Çünkü CHP kapatılmıştı. Yeni bir operasyon gerçekleştirilemedi. Mezardaki ölüler ve sahte seçmenler oy kullanamadı!
***
Tablo ortada:
O günlerde de dillendirildi, ama “algılar” gerçeklerin önüne geçti. 1977’de büyük seçim hilesi ile alınan bu sonuç “CHP’nin kutlu zaferi” olarak kayıtlara geçti.
Oysa 1977’de AP’nin en az 30 milletvekilliği iç edildi.
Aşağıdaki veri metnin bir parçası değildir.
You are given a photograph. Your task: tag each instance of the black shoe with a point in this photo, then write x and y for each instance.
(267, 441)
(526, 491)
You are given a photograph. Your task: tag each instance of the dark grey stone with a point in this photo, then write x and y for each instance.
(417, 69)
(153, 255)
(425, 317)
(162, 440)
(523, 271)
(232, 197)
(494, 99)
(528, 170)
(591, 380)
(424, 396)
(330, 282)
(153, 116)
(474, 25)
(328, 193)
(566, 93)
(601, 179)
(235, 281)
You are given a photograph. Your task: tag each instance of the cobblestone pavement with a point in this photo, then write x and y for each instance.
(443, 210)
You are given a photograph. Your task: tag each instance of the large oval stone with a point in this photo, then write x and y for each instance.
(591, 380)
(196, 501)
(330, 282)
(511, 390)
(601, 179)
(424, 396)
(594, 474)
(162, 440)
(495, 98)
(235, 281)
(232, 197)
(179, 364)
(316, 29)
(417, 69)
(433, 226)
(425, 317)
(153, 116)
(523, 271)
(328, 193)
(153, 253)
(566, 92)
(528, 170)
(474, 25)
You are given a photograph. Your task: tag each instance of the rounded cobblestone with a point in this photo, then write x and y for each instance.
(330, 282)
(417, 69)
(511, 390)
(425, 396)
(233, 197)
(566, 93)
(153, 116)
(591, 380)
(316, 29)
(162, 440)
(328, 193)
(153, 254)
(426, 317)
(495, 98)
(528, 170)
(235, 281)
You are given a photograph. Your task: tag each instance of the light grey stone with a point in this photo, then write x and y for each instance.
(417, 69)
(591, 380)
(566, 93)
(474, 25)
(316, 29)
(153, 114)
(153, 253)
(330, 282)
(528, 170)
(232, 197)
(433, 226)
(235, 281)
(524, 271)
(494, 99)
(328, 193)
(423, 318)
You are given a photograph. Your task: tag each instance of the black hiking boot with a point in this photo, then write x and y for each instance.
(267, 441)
Demirel de işin farkındaydı. Hemen Hindistan’dan boya getirtti. 1979 Ara Seçimlerinde bu boya kullanılıp mükerrer oylar önlenince, AP o seçimi 5-0 kazandı.
O dönem konuyu inceleyenlerden biri de Kastamonu Milletvekili Fethi Acar’dı. TBMM Kulisi’nde daha sonra bakan olan CHP’li Hasan Esat Işık’ın anlattıklarını dinlediğinde tüyleri diken diken olmuştu. Işık, CHP Gençlik Kolları’na övgüler düzerek, “çocuklar çok iyi çalışmışlar” demişti:
-Benim adıma da 14 seçmen kartı çıkarmışlar. 13 sandıkta oy kullandım, 14’üncüsüne yetişemedim!
İnanmayan Fethi Acar’ı arayabilir. Daha neler anlatıyor, neler…
Çok gençtik, ama biz de yaşadık o günleri. Bizim de gördüklerimiz ve büyüklerimizden dinlediklerimiz oldu. İyi kötü neler olduğunu bildiğimiz için, bugün yaşananları daha iyi tahlil edebiliyoruz.
O yüzden Binali Yıldırım kameraların karşısına geçip “Oylarımız iç edildi” dediğinde, söylediklerini hiç yadırgamadım.
CHP’nin genlerinde, geleneğinde var bu!
“Algı” denince de kimse ellerine su dökemez. 1977’de mükerrer oylarla ortaya bir sahte “zafer!”çıkardılar. O yol kapanınca da yeni metotlar buldular. Stalin’in “Oyları kimin kullandığı değil, kimin saydığı önemlidir” sözüne sarılıp hayata geçirdiler.
Bugün yaşadığımız sıkıntı, oynadıkları o oyunun sonucudur!